So I'm having trouble figuring this problem out so if someone can help me out that'd be great.
Find all the fixed points for the associated Newton iteration function for $$ f(x) = \frac{x}{(x-1)^n} $$ when $n = 1, 2, 3, .....$ Which are attracting and which are repelling?

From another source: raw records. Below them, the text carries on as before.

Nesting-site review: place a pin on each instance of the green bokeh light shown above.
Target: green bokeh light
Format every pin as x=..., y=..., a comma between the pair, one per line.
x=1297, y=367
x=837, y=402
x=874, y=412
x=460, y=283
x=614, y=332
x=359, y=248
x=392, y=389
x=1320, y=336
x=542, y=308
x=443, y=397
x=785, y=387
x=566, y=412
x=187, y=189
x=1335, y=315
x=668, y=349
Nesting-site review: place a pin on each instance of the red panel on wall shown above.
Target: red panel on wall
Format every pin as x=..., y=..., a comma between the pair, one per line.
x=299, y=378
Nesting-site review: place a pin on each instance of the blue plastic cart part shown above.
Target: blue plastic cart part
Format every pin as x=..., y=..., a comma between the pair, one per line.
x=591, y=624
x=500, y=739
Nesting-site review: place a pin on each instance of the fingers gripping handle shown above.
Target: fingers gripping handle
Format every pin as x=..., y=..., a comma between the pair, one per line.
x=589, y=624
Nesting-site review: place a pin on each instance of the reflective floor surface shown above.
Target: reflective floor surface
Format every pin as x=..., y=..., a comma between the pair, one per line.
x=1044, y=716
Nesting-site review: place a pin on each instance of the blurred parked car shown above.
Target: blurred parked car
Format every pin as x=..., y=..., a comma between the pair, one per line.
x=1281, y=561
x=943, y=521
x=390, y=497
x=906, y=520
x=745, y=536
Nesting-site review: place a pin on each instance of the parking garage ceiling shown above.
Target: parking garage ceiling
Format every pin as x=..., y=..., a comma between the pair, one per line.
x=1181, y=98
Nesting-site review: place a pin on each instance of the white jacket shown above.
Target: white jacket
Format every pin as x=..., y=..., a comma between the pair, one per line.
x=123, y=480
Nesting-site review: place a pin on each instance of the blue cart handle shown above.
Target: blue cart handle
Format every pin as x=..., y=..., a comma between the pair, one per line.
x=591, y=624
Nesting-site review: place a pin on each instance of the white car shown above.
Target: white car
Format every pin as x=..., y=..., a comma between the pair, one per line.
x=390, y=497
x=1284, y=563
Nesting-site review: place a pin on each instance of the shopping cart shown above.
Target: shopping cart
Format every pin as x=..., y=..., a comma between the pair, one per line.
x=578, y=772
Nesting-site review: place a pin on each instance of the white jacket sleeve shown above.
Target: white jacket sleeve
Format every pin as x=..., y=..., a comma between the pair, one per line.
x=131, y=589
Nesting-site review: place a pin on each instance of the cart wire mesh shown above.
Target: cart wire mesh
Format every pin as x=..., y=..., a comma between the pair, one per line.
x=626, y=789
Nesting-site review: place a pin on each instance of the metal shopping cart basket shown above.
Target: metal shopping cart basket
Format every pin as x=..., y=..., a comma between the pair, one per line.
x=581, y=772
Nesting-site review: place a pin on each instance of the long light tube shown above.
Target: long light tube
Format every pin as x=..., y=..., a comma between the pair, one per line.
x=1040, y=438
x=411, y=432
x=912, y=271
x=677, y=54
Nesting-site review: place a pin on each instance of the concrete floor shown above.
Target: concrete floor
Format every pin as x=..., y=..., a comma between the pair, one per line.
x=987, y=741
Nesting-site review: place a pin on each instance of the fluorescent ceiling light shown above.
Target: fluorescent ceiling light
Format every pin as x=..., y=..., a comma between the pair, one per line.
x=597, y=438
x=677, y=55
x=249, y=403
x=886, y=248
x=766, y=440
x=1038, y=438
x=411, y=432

$$f(x)={{x} \over {(x-1)^n}}$$ $$f^{'}(x)=\left({{-n} \over {x-1}}+1 \right) \cdot (x-1)^{-n}$$ Implementing Newton's method recurrence... $$x_{n+1}=x_n-{{f(x)} \over {f^{'}(x)}}$$ $$x_{n+1}=x_n+{{x_n \cdot (x_n-1)} \over {(n-1) \cdot x_n+1}}$$ A fixed point is defined as a value $v$ such that $x_1=v$ So solve for x... $$x=x+{{x \cdot (x-1)} \over {(n-1) \cdot x+1}}$$ Clearly, $x=1$, and $x=0$ are the fixed points
It might be enlightening to now investigate the periodic points of the dynamical system. A periodic point of period n is an $x_n=v$, so the solution oscillates between n values. An period "1" solution is just a typical fixed point...